The original founding firms already had working relationships and mutual clients but established a formal association in Alliott Peirson International, Alliott Global Alliance's forerunner, in 1979. The association's aim was to meet the needs more efficiently of those clients that needed assistance when expanding into or facing challenges in different jurisdictions around the world. As client demand for services in new locations grew, member firms were (and continue to be) appointed in key commercial cities across the world.

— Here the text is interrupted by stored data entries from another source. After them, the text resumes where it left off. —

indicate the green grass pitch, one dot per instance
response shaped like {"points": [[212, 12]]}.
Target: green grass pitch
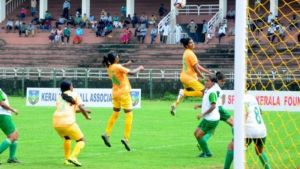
{"points": [[158, 140]]}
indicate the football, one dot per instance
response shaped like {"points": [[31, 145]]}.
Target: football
{"points": [[179, 3]]}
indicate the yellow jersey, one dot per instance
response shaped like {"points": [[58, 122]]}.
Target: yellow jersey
{"points": [[65, 114], [118, 75], [189, 60]]}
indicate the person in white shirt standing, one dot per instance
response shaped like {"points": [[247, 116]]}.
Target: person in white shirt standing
{"points": [[9, 129], [178, 30], [256, 132], [165, 32], [210, 114], [222, 32], [9, 25]]}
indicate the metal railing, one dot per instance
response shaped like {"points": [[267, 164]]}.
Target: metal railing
{"points": [[12, 5], [199, 10]]}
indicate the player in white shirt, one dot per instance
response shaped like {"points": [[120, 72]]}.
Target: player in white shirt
{"points": [[210, 114], [255, 131], [9, 129]]}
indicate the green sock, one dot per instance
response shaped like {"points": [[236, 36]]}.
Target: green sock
{"points": [[203, 144], [13, 149], [229, 159], [264, 160], [4, 145]]}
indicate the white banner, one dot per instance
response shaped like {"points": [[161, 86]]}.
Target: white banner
{"points": [[269, 100], [90, 97]]}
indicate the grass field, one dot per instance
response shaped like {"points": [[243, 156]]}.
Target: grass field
{"points": [[158, 140]]}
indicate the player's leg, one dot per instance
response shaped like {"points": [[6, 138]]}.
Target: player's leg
{"points": [[229, 156], [205, 127], [9, 129], [259, 148], [111, 121], [126, 103], [75, 133]]}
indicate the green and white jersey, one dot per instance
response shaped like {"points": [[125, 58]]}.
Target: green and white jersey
{"points": [[209, 97], [3, 97], [219, 94], [255, 126]]}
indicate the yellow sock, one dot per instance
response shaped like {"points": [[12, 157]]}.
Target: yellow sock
{"points": [[67, 148], [193, 93], [111, 122], [78, 147], [128, 122]]}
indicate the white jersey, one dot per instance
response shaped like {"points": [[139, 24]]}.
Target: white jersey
{"points": [[210, 96], [255, 126], [2, 110], [219, 94]]}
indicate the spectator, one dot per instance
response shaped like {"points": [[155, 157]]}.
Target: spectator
{"points": [[126, 36], [23, 13], [78, 36], [66, 34], [78, 20], [177, 32], [79, 11], [193, 28], [116, 20], [162, 10], [271, 31], [90, 21], [100, 29], [165, 32], [127, 20], [230, 14], [282, 30], [48, 16], [142, 34], [35, 18], [108, 29], [30, 29], [33, 7], [60, 21], [270, 18], [154, 32], [144, 19], [210, 34], [135, 20], [9, 25], [71, 21], [18, 23], [222, 32], [152, 19], [22, 29], [123, 12], [47, 25], [66, 8], [294, 22], [51, 38], [84, 21], [137, 29], [59, 34], [204, 29]]}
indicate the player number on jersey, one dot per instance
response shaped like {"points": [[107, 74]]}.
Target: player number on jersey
{"points": [[257, 115]]}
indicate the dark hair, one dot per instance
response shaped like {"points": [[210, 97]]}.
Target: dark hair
{"points": [[109, 58], [185, 41], [220, 75], [213, 78], [65, 86]]}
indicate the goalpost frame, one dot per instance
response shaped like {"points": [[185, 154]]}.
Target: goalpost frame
{"points": [[240, 54]]}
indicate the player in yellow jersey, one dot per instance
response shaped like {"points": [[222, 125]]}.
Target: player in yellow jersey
{"points": [[120, 95], [190, 75], [64, 121]]}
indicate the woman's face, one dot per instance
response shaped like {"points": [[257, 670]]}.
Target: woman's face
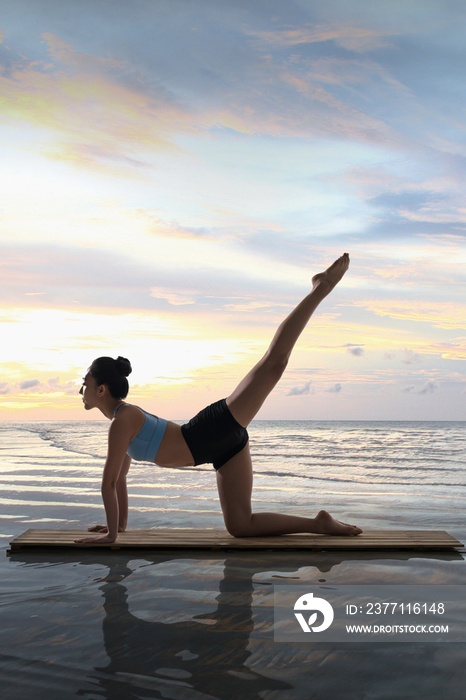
{"points": [[90, 392]]}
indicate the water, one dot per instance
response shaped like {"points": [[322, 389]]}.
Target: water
{"points": [[199, 625]]}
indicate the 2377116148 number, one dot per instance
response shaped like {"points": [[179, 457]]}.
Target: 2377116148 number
{"points": [[392, 608]]}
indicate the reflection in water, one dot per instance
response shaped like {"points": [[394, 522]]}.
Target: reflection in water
{"points": [[210, 658]]}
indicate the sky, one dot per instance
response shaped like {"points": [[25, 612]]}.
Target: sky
{"points": [[173, 172]]}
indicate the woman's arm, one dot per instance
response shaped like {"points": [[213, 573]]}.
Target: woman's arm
{"points": [[113, 489], [122, 495]]}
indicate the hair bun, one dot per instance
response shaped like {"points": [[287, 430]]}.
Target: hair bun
{"points": [[123, 366]]}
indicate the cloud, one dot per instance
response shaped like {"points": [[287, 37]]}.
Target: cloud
{"points": [[68, 388], [356, 351], [30, 384], [96, 119], [411, 357], [335, 389], [428, 388], [441, 314], [351, 37], [301, 390]]}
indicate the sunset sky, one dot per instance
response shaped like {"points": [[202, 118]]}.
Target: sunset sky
{"points": [[173, 172]]}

===Multidisciplinary expansion===
According to Inside Public Accounting, "Alliott Global Alliance was one of the first international groups to adopt an interdisciplinary approach." The association opened its membership to law firms in 2004. As a result, Alliott Global Alliance may be listed as an international law firm network or as one of a small number of Multidisciplinary professional services networks.

=== Alliott Group announces major rebrand ===
In 2020 Alliott Group rebranded and changed its company name to Alliott Global Alliance, this, accompanied by a new logo and tagline, Together as One, offers a clear and important message that transcends the personal nature of the business relationships between Alliott Global Alliance and its members.

== Rankings ==
In 2023 Alliott Global Alliance was ranked in the highest band (Band 1) of Law Firm Networks in Chambers and Partners’ ranking of Global Market Leaders for 2023.